C’est donc avec cette histoire dans la tête que nous avons pu retrouvé Laurent Alexandre et une partie de son équipe municipale devant la stèle qui a été dressée en hommage de ces 17 mineurs tués au nom du combat pour la justice sociale.

Et c’est dans une magnifique salle du conseil municipal, elle aussi remplie d’histoire, que nous avons ensuite pu rencontrer des représentants de la CGT de l’Aveyron. Parmi eux, une délégation des salariés de la SAM (la Société Aveyronnaise de Métallurgie). Véritable poumon économique pour Decazeville et ses communes alentours, la SAM est menacé aujourd’hui de mettre la clef sous la porte. 365 emplois sont aujourd’hui menacés. En effet, Renault, son client quasi-unique, refuse à cette étape de renouveler ses commandes de pièces automobiles, préférant délocaliser les productions. On est bien loin de la reconquête industrielle promis par le gouvernement #Macron qui a pourtant donné 5 milliards d’argent public à Renault dans le cadre des plans d’aide pour faire face aux conséquences de la pandémie. Mais aucune condition en terme de maintien de l’emploi en France, de sauvegarde des savoir-faire ou de relocalisation de certaines productions n’a été posée. Insupportable. Une délégation de l’usine Bosch de Onet-le-Chateau près de Rodez était également présente pour nous alerter sur les risques qui pèsent également sur cette unité de production. Cette rencontre a permis de faire part aux salariés de notre soutien et de réfléchir avec eux sur les plans de relocalisation industrielle à mettre en place sur le territoire de la région Occitanie.
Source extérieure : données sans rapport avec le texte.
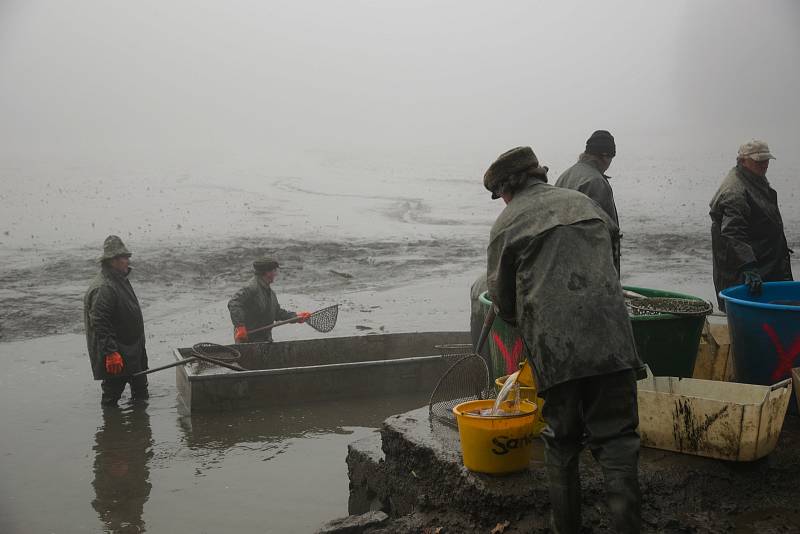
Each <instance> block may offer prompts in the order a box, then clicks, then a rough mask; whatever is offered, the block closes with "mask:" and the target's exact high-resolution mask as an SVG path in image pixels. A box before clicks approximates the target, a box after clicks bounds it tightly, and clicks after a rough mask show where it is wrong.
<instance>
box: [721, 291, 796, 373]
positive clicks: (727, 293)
mask: <svg viewBox="0 0 800 534" xmlns="http://www.w3.org/2000/svg"><path fill="white" fill-rule="evenodd" d="M719 295H720V297H722V298H723V299H725V309H726V311H727V313H728V329H729V331H730V336H731V347H732V349H733V358H734V363H735V366H736V369H735V370H736V381H737V382H742V383H746V384H760V385H765V386H769V385H772V384H774V383H776V382H779V381H780V380H783V379H784V378H789V377H790V376H791V372H792V367H798V366H800V282H767V283H765V284H764V286H763V290H762V292H761V295H759V296H757V297H756V296H752V295H749V294H748V292H747V286H743V285H742V286H735V287H729V288H728V289H725V290H723V291H720V293H719Z"/></svg>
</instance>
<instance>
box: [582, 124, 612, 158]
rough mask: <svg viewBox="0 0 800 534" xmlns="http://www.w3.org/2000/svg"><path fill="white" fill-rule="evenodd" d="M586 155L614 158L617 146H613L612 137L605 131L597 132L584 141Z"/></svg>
mask: <svg viewBox="0 0 800 534" xmlns="http://www.w3.org/2000/svg"><path fill="white" fill-rule="evenodd" d="M586 153H587V154H595V155H597V156H611V157H614V156H616V155H617V145H615V144H614V136H613V135H611V134H610V133H609V132H608V131H607V130H597V131H596V132H594V133H593V134H592V135H590V136H589V139H587V140H586Z"/></svg>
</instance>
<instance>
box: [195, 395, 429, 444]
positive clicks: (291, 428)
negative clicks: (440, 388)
mask: <svg viewBox="0 0 800 534" xmlns="http://www.w3.org/2000/svg"><path fill="white" fill-rule="evenodd" d="M426 404H427V397H426V396H424V395H421V394H418V393H415V394H410V395H400V396H398V395H393V396H386V397H382V398H374V397H370V398H368V399H342V400H336V401H329V402H315V403H307V404H296V405H290V406H281V407H280V408H279V409H272V410H269V409H264V410H250V411H247V412H241V411H238V412H219V413H193V414H192V415H191V416H189V415H184V417H181V418H180V428H181V430H182V431H183V433H184V438H185V441H186V444H187V445H188V446H189V448H191V449H194V450H204V452H208V451H210V450H217V451H224V450H228V449H235V448H242V449H249V450H254V449H258V450H262V451H264V452H265V453H266V455H265V457H264V458H263V459H265V460H268V459H270V457H271V456H272V455H273V454H274V453H275V452H276V447H278V448H280V444H282V443H285V442H286V440H287V439H291V438H300V437H304V436H309V435H315V434H319V435H324V434H349V433H351V430H349V429H348V427H373V428H377V427H380V426H381V423H382V422H383V420H384V419H386V417H388V416H389V415H392V414H396V413H402V412H405V411H408V410H412V409H414V408H419V407H420V406H424V405H426Z"/></svg>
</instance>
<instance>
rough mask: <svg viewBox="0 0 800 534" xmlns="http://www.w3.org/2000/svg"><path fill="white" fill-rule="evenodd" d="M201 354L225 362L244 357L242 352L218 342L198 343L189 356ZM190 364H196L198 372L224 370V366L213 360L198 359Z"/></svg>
mask: <svg viewBox="0 0 800 534" xmlns="http://www.w3.org/2000/svg"><path fill="white" fill-rule="evenodd" d="M197 354H199V355H200V356H203V357H205V358H211V359H212V360H218V361H220V362H224V363H230V364H232V363H234V362H235V361H236V360H238V359H239V358H241V357H242V354H241V353H240V352H239V351H238V350H236V349H234V348H233V347H227V346H225V345H217V344H216V343H207V342H203V343H197V344H196V345H194V346H192V350H191V352H190V353H189V356H194V355H197ZM190 365H194V368H195V371H196V372H197V373H203V374H207V373H209V372H217V371H223V370H224V369H225V368H224V367H219V366H216V365H214V364H213V363H211V362H208V361H205V360H200V359H197V360H195V361H194V362H193V363H191V364H190Z"/></svg>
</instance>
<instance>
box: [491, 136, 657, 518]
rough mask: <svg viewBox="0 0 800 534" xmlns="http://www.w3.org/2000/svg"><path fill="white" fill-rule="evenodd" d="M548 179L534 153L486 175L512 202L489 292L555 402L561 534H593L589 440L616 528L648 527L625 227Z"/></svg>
mask: <svg viewBox="0 0 800 534" xmlns="http://www.w3.org/2000/svg"><path fill="white" fill-rule="evenodd" d="M546 182H547V167H543V166H541V165H539V161H538V159H537V158H536V155H535V154H534V153H533V150H531V148H530V147H518V148H514V149H512V150H509V151H508V152H505V153H503V154H501V155H500V156H499V157H498V158H497V161H495V162H494V163H492V165H491V166H490V167H489V169H488V170H487V171H486V174H485V175H484V179H483V183H484V186H485V187H486V188H487V189H488V190H489V191H491V192H492V198H502V199H503V200H504V201H505V203H506V207H505V209H504V210H503V212H502V213H500V215H499V216H498V217H497V220H496V221H495V223H494V225H493V226H492V231H491V234H490V238H489V247H488V250H487V255H488V260H487V283H488V286H489V296H490V298H491V300H492V302H493V304H494V305H495V306H496V308H497V313H498V315H499V316H500V317H501V318H502V319H504V320H505V321H507V322H509V323H511V324H513V325H516V326H517V327H518V328H519V331H520V333H521V335H522V338H523V341H524V342H525V344H526V347H527V348H528V353H529V354H530V355H531V356H530V358H531V361H530V364H531V366H532V369H533V374H534V377H535V380H536V386H537V387H538V389H539V392H540V395H541V396H542V397H543V398H544V400H545V403H544V408H543V413H542V416H543V418H544V420H545V421H547V427H546V428H545V429H544V430H543V431H542V438H543V440H544V443H545V464H546V468H547V475H548V483H549V490H550V499H551V503H552V523H553V528H554V531H555V532H561V533H567V532H568V533H572V532H579V531H580V529H581V497H580V479H579V475H578V458H579V455H580V452H581V450H582V449H583V447H584V445H588V447H589V449H590V450H591V451H592V454H593V455H594V457H595V459H596V460H597V462H598V463H599V464H600V466H601V467H602V470H603V474H604V477H605V488H606V498H607V502H608V507H609V511H610V512H611V516H612V517H611V523H612V529H613V530H614V531H615V532H638V531H639V525H640V494H639V482H638V459H639V435H638V434H637V428H638V424H639V419H638V408H637V401H636V379H637V377H638V376H641V371H642V369H643V364H642V362H641V361H640V360H639V357H638V355H637V353H636V346H635V344H634V339H633V331H632V329H631V322H630V320H629V318H628V311H627V309H626V307H625V298H624V296H623V293H622V286H620V283H619V279H618V277H617V271H616V270H615V268H614V261H613V257H612V244H613V243H614V241H615V240H616V239H617V233H618V230H617V226H616V224H615V223H614V222H613V221H612V220H611V219H610V218H609V217H608V215H607V214H606V213H605V212H604V211H603V210H602V209H601V208H600V207H599V206H598V205H597V204H596V203H595V202H593V201H592V200H590V199H589V198H588V197H586V196H585V195H583V194H581V193H578V192H577V191H572V190H569V189H565V188H561V187H553V186H550V185H548V184H547V183H546Z"/></svg>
Enfin, nous avons pu nous entretenir avec l’association ADEPA mobilisée contre le projet d’usine de retraitement des déchets à Viviez. Alors que la France a voté une loi sur la réduction des déchets, il s’agit d’implanter une unité de traitement et de stockage des déchets totalement disproportionnée, à proximité d’un site Ceveso plutôt que de favoriser la réduction des déchets et leur valorisation.

C’était donc une nouvelle journée de rencontre et de lutte. Une nouvelle journée qui nous rappelle, une nouvelle fois, que Victor Hugo disait juste : ceux qui vivent sont ceux qui luttent.